Wie unsere Kinder wählen

Kultur / 20.09.2019 • 19:11 Uhr

Es ist gemein, immer nur auf die Freiheitlichen zu hauen und ihnen vorzuwerfen, dass sie ständig am rechten Rand anstoßen, ja mehr noch: die zulässige Grenze überschreiten. So schlimm kann das ja eigentlich nicht sein, ist doch dieser rechte Rand in Österreich – und durchaus auch in Vorarlberg – immer schon in der Mitte der Gesellschaft gelegen. Und da gibt es eben bei den Freiheitlichen einige, die das immer wieder belegen, die uns auch immer wieder zeigen wollen, wie sie sich die Führung eines Staates vorstellen. So, wie uns das der Herbert Kickl vorgeführt hat, so soll das sein. Wer recht hat und was Recht ist, bestimmen wir – schließlich hat das Recht der Politik zu folgen. Nicht umgekehrt. Und was im Staate gilt, das soll natürlich auch im Kleinen, im eigenen Kreis, in der Familie gelten.

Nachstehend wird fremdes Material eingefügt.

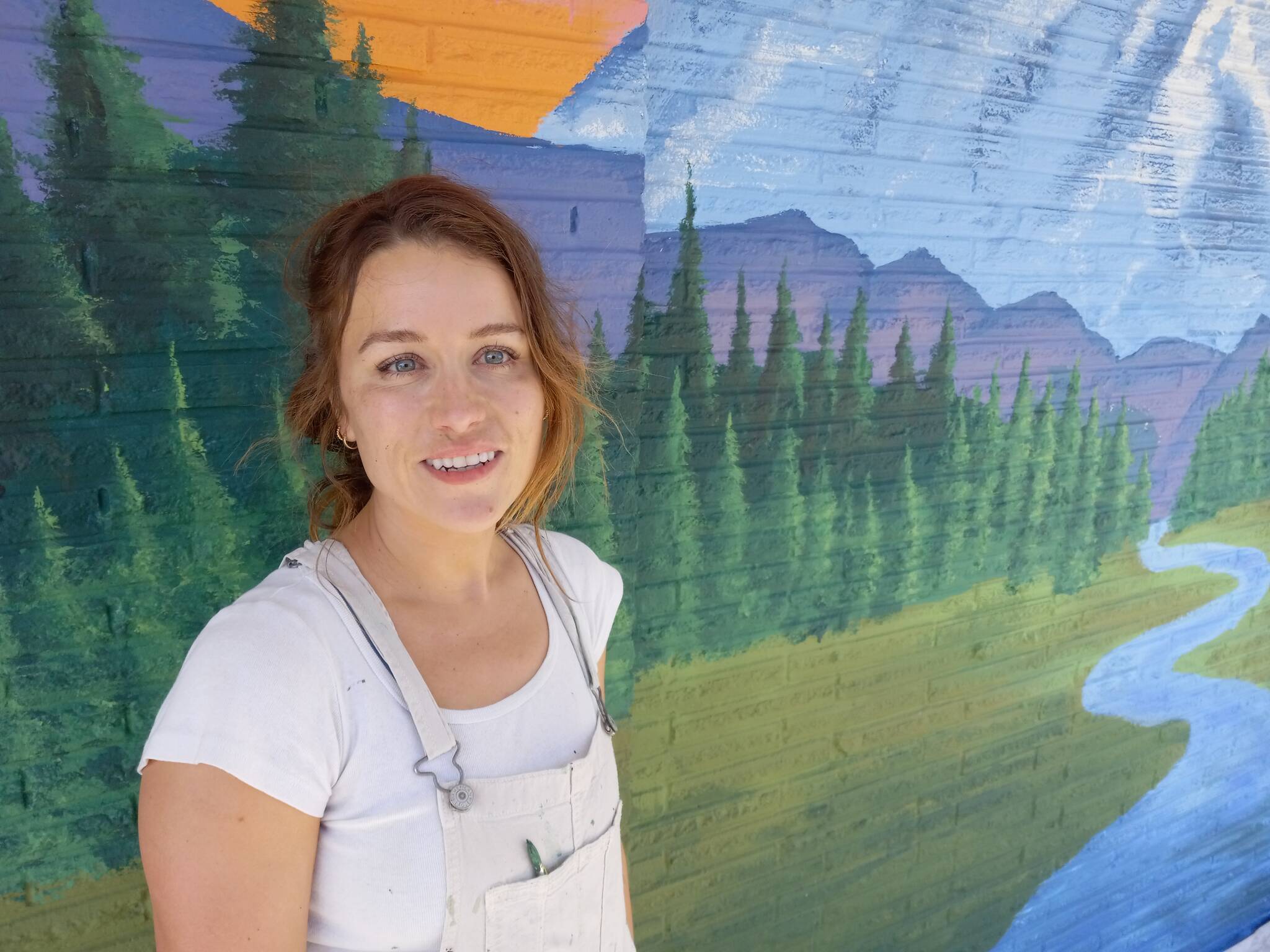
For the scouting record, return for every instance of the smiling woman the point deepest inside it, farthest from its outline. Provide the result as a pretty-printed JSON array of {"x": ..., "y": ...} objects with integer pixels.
[{"x": 431, "y": 628}]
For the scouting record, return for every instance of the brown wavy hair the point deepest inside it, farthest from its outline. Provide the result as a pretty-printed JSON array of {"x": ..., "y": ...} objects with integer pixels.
[{"x": 435, "y": 209}]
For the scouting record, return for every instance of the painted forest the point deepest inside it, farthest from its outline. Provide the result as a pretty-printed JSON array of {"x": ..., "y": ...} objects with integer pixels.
[{"x": 146, "y": 337}]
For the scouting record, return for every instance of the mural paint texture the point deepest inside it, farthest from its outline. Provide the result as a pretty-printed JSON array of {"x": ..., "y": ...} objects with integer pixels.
[{"x": 941, "y": 479}]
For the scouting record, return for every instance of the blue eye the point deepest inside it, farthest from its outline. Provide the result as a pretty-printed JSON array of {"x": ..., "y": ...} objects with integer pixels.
[
  {"x": 397, "y": 361},
  {"x": 390, "y": 367}
]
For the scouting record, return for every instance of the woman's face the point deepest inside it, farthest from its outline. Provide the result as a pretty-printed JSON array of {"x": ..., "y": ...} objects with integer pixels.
[{"x": 435, "y": 363}]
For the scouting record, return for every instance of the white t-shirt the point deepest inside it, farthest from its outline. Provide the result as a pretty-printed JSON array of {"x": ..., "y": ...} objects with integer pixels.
[{"x": 277, "y": 691}]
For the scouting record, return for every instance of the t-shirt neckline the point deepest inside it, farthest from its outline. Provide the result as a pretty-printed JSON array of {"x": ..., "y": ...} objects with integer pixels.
[{"x": 474, "y": 715}]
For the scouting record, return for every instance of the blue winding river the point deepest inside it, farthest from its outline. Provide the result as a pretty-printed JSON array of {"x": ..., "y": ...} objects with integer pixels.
[{"x": 1188, "y": 867}]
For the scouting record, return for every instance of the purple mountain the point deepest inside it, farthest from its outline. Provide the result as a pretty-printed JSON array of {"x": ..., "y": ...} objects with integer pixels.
[
  {"x": 1223, "y": 379},
  {"x": 1168, "y": 384}
]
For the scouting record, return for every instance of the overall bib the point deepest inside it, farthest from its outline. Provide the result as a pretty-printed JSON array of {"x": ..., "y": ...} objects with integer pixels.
[{"x": 494, "y": 903}]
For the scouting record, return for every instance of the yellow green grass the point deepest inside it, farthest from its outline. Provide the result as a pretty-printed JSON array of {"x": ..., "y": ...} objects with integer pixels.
[
  {"x": 1242, "y": 653},
  {"x": 901, "y": 786},
  {"x": 905, "y": 785}
]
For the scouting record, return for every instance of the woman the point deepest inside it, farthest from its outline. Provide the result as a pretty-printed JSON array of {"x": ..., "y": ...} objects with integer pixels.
[{"x": 360, "y": 752}]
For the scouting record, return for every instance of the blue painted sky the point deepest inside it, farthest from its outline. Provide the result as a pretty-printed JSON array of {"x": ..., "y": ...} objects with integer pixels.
[{"x": 1101, "y": 151}]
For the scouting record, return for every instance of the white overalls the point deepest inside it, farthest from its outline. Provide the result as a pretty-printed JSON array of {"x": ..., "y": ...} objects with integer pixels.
[{"x": 494, "y": 903}]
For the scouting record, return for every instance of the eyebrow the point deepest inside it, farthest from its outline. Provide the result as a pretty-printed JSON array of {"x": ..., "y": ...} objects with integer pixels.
[{"x": 404, "y": 335}]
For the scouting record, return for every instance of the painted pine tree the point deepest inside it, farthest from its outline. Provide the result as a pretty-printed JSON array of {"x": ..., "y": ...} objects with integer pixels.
[
  {"x": 956, "y": 493},
  {"x": 40, "y": 282},
  {"x": 817, "y": 421},
  {"x": 854, "y": 394},
  {"x": 211, "y": 565},
  {"x": 986, "y": 441},
  {"x": 728, "y": 589},
  {"x": 414, "y": 156},
  {"x": 1009, "y": 507},
  {"x": 817, "y": 576},
  {"x": 738, "y": 379},
  {"x": 109, "y": 183},
  {"x": 667, "y": 547},
  {"x": 63, "y": 681},
  {"x": 1061, "y": 507},
  {"x": 1081, "y": 559},
  {"x": 276, "y": 164},
  {"x": 370, "y": 162},
  {"x": 1030, "y": 541},
  {"x": 1140, "y": 506},
  {"x": 1110, "y": 519},
  {"x": 681, "y": 340}
]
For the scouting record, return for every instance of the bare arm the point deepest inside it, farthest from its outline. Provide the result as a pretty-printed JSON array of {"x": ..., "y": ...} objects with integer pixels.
[
  {"x": 626, "y": 876},
  {"x": 228, "y": 866}
]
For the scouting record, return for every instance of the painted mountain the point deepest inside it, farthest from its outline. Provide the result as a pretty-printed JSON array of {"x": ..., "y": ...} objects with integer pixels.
[{"x": 1168, "y": 384}]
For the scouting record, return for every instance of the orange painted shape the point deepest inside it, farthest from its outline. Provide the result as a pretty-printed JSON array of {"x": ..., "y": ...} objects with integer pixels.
[{"x": 497, "y": 64}]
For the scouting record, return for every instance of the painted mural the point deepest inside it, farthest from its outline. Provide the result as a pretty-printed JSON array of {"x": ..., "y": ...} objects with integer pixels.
[{"x": 940, "y": 483}]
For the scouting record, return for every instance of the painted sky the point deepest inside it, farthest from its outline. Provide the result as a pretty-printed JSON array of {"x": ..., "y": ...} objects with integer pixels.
[
  {"x": 498, "y": 64},
  {"x": 1032, "y": 145}
]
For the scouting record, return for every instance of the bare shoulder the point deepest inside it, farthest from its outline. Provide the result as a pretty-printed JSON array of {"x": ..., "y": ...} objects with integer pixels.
[{"x": 225, "y": 863}]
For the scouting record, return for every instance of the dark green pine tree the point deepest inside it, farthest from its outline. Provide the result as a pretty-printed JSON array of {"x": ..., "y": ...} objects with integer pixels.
[
  {"x": 933, "y": 434},
  {"x": 1235, "y": 474},
  {"x": 681, "y": 339},
  {"x": 940, "y": 385},
  {"x": 41, "y": 288},
  {"x": 278, "y": 164},
  {"x": 585, "y": 513},
  {"x": 1032, "y": 542},
  {"x": 1256, "y": 444},
  {"x": 64, "y": 682},
  {"x": 1112, "y": 521},
  {"x": 1011, "y": 491},
  {"x": 371, "y": 161},
  {"x": 956, "y": 494},
  {"x": 851, "y": 437},
  {"x": 933, "y": 421},
  {"x": 818, "y": 571},
  {"x": 986, "y": 446},
  {"x": 414, "y": 156},
  {"x": 215, "y": 573},
  {"x": 845, "y": 549},
  {"x": 584, "y": 509},
  {"x": 895, "y": 414},
  {"x": 629, "y": 382},
  {"x": 1194, "y": 500},
  {"x": 139, "y": 583},
  {"x": 110, "y": 187},
  {"x": 781, "y": 381},
  {"x": 780, "y": 386},
  {"x": 738, "y": 379},
  {"x": 728, "y": 592},
  {"x": 819, "y": 398},
  {"x": 1080, "y": 563},
  {"x": 776, "y": 532},
  {"x": 866, "y": 569},
  {"x": 670, "y": 566},
  {"x": 1064, "y": 484},
  {"x": 1140, "y": 505},
  {"x": 905, "y": 534}
]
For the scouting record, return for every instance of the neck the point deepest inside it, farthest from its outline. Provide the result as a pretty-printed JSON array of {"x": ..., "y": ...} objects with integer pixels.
[{"x": 414, "y": 560}]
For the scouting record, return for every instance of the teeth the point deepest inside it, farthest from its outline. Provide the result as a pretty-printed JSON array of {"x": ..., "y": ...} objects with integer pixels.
[{"x": 455, "y": 461}]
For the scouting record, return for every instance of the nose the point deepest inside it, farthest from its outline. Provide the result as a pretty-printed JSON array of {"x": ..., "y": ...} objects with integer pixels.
[{"x": 455, "y": 403}]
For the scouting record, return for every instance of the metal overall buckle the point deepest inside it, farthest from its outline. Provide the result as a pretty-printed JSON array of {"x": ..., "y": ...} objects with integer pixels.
[{"x": 460, "y": 794}]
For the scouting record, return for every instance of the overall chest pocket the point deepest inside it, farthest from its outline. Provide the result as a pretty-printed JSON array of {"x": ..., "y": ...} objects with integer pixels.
[{"x": 580, "y": 906}]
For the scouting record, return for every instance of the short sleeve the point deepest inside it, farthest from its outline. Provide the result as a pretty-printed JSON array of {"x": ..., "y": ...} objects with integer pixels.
[
  {"x": 603, "y": 607},
  {"x": 257, "y": 696},
  {"x": 600, "y": 587}
]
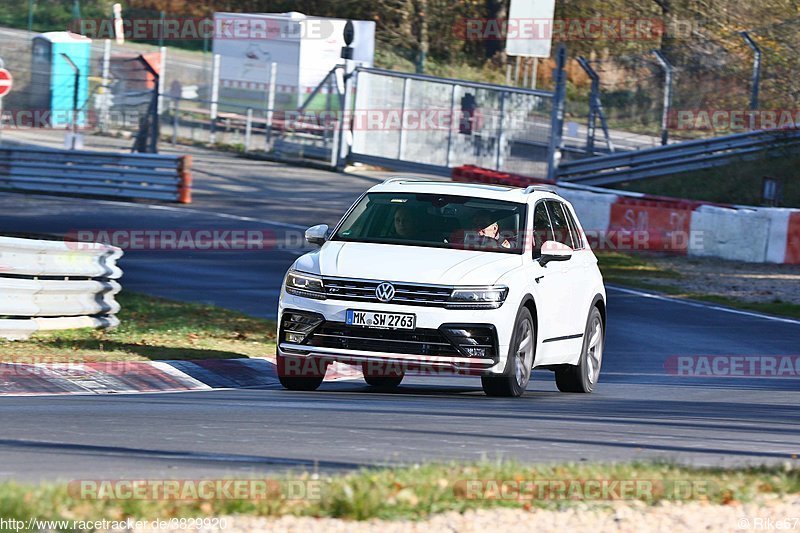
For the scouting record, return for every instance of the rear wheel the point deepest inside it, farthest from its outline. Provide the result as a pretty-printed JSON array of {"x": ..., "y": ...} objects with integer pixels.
[
  {"x": 300, "y": 374},
  {"x": 584, "y": 376},
  {"x": 517, "y": 373}
]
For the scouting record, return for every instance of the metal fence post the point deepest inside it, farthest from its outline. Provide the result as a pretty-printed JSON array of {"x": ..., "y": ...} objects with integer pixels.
[
  {"x": 105, "y": 108},
  {"x": 248, "y": 129},
  {"x": 557, "y": 118},
  {"x": 273, "y": 74},
  {"x": 214, "y": 98},
  {"x": 668, "y": 69},
  {"x": 756, "y": 69},
  {"x": 162, "y": 76},
  {"x": 176, "y": 102},
  {"x": 498, "y": 162},
  {"x": 455, "y": 120},
  {"x": 595, "y": 109}
]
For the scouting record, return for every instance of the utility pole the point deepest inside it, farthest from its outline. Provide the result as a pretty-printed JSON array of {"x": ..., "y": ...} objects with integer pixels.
[
  {"x": 668, "y": 71},
  {"x": 756, "y": 69}
]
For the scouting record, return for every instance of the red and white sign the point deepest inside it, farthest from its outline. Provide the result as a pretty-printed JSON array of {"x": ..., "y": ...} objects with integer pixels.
[{"x": 6, "y": 81}]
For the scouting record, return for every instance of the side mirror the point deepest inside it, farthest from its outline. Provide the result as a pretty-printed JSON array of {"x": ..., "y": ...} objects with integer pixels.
[
  {"x": 555, "y": 251},
  {"x": 317, "y": 234}
]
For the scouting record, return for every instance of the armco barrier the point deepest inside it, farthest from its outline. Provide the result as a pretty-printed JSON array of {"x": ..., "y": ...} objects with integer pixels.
[
  {"x": 679, "y": 157},
  {"x": 81, "y": 172},
  {"x": 793, "y": 240},
  {"x": 54, "y": 285},
  {"x": 623, "y": 220}
]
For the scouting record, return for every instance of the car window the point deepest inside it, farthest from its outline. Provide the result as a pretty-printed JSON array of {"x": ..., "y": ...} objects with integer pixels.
[
  {"x": 561, "y": 231},
  {"x": 436, "y": 221},
  {"x": 542, "y": 229},
  {"x": 577, "y": 238}
]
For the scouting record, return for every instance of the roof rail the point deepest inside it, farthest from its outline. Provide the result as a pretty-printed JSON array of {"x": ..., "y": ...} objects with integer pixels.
[
  {"x": 541, "y": 188},
  {"x": 398, "y": 179}
]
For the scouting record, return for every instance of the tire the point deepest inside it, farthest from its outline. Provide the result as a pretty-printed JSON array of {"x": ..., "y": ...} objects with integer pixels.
[
  {"x": 583, "y": 377},
  {"x": 310, "y": 380},
  {"x": 519, "y": 364},
  {"x": 382, "y": 380}
]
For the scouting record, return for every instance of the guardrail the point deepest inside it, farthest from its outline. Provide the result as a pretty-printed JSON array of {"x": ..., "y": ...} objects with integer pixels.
[
  {"x": 82, "y": 172},
  {"x": 54, "y": 285},
  {"x": 675, "y": 158}
]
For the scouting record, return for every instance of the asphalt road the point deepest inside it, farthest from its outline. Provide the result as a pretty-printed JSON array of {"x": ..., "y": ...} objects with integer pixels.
[{"x": 639, "y": 412}]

Doch halt, das war ja kein Freiheitlicher, der das gefordert hat, das war doch ein Schwarzer. Der Klubobmann der Volkspartei hat doch diesen bedeutenden Satz gesagt, auf dem unsere ganze Erziehung, auf dem geradezu der Erfolg unserer Gesellschaft fußt. Wie war das doch noch? „Es kann ja nicht sein, dass unsere Kinder nach Wien fahren und als Grüne zurückkommen. Wer in unserem Hause schläft und isst, hat auch die Volkspartei zu wählen.“ So ist das, so war das schon immer. August Wöginger, der Chef der VP-Abgeordneten im Parlament, hat das unter heftigem Beifall bei einer Wahlveranstaltung von sich gegeben. In Oberösterreich war das, neben Wöginger saßen Ex-Bundeskanzler und VP-Spitzenkandidat Sebastian Kurz und Landeshauptmann Thomas Stelzer.

„Ja, ja, der Gustl Wöginger, so war der schon immer, ein bisserl aufbrausend und verkürzt in der Argumentation.“ Das sagte mir ein bekennender Schwarzer mit verschmitztem Lächeln. Und so kann man auch mit einem Augenzwinkern hinnehmen, dass Wöginger dem rechtsextremen Magazin „Info-Direkt“ ein Interview gegeben hat. Seine Sprecherin meinte später, Wöginger habe „nicht gewusst, wem er da ein Interview gegeben hat“. So wie ja auch Frau Ursula Stenzel von den Freiheitlichen „nicht gewusst“ hat, dass sie eine Rede bei den Identitären gehalten hat. Sie wissen alle so vieles nicht, man braucht die Hand zwischen Schwarz und Blau nicht mehr umdrehen. Eines aber wissen sie ganz genau: Sie wollen wieder an die Regierung, sie wollen an die Macht, sie wollen an die Tröge. Schlecht könnte einem werden.

„Sie wissen alle so vieles nicht. Eines aber wissen sie ganz genau: Sie wollen an die Macht, sie wollen an die Tröge.“

Walter Fink

walter.fink@vn.at

Walter Fink ist pensionierter Kulturchef des ORF Vorarlberg.